Post by czharry » Sun Apr 09, 2017 12:59 pm

This is what's happening in Virginia. "We don't need no stinkin' psych hold to take your guns."


I was contacted by two different pro-rights legislators a few weeks ago because they were receiving some emails on Gun Violence Protection Orders (GVPO) and weren't sure what they are.

In a nutshell, GVPOs allow a judge to order the police to confiscate all of your firearms based solely on the word of a person who is claiming that you are a danger to yourself or others.

And, no, you don't get to fight the order in court before the police show up at your door to confiscate your firearms at gun point. You won't even know the order exists until the doorbell rings.

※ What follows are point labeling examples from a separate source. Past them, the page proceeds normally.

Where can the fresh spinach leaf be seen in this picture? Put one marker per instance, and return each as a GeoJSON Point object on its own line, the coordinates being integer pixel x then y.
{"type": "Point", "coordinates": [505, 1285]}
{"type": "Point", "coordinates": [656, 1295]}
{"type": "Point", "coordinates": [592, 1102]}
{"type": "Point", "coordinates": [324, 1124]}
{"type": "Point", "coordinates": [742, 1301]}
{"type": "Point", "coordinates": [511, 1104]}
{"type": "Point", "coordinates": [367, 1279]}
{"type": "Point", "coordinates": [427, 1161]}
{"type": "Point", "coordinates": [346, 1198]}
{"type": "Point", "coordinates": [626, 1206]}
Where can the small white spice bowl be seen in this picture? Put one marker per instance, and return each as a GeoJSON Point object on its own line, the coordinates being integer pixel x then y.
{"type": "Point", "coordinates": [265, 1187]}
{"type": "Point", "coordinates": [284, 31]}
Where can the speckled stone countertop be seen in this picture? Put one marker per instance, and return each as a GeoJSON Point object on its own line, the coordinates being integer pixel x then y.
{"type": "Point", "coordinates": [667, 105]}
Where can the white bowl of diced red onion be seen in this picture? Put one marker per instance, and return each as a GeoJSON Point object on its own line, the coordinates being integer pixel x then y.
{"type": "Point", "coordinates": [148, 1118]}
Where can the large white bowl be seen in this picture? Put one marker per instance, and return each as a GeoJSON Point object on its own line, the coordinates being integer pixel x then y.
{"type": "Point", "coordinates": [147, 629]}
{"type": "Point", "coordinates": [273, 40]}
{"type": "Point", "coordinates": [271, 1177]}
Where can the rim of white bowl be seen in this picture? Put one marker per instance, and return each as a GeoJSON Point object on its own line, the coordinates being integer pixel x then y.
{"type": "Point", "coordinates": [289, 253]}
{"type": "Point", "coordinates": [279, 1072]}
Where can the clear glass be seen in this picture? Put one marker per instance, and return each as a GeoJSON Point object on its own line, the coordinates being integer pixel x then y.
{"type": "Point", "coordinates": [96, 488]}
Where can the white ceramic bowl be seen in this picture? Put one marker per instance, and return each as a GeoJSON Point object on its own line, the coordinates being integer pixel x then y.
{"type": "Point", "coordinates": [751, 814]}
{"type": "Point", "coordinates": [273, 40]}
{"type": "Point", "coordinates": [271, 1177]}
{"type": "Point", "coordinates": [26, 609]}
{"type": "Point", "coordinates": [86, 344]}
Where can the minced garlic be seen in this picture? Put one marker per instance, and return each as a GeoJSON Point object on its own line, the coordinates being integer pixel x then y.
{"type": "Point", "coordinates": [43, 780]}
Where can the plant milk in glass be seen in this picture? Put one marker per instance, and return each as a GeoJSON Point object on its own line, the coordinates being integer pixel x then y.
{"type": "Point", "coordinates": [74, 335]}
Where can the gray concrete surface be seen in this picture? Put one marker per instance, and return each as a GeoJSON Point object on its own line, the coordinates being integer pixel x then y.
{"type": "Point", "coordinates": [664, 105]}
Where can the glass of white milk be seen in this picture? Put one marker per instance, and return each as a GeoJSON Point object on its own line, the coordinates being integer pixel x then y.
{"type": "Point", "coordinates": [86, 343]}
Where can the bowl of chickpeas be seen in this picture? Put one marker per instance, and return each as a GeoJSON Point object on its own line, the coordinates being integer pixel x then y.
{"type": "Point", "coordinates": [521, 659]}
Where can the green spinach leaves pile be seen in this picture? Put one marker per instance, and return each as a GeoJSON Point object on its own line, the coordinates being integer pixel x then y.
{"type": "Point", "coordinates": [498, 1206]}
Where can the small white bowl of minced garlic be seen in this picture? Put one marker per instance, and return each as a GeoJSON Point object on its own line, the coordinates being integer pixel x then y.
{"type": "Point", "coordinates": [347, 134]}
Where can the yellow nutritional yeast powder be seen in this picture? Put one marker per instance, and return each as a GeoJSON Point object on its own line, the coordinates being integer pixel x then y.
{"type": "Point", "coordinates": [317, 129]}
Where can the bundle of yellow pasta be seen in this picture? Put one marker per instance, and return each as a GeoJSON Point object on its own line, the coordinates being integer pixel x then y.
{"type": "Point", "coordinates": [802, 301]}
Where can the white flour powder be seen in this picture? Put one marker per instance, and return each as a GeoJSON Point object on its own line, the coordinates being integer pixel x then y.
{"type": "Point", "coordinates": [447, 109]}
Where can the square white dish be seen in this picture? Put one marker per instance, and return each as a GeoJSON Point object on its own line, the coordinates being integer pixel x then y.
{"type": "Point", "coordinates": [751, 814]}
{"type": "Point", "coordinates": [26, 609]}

At some point, after your guns have been confiscated, you can go to court to argue that your guns should be returned to you. If the judge disagrees, you will have to wait for another period of time before you can ask again.

So a vindictive family member or neighbor can lie to a judge and, shortly thereafter, you will be unexpectedly looking down the barrel of a police officer's gun as you are stripped of your right to keep and bear arms!

There were two GVPO bills introduced in the General Assembly THIS YEAR that we killed in subcommittee: HB 1758 (Delegate Sullivan) and SB 1443 (Senator Baker). Because the bills died so soon, most legislators never got to see the bills or have the implication of the bills explained to them.

This threat to our rights is very real and has been implemented in California and a few other states.
We need to send emails to our Delegates and Senators explaining what GVPOs really are and asking the legislators to oppose any such legislation in the future.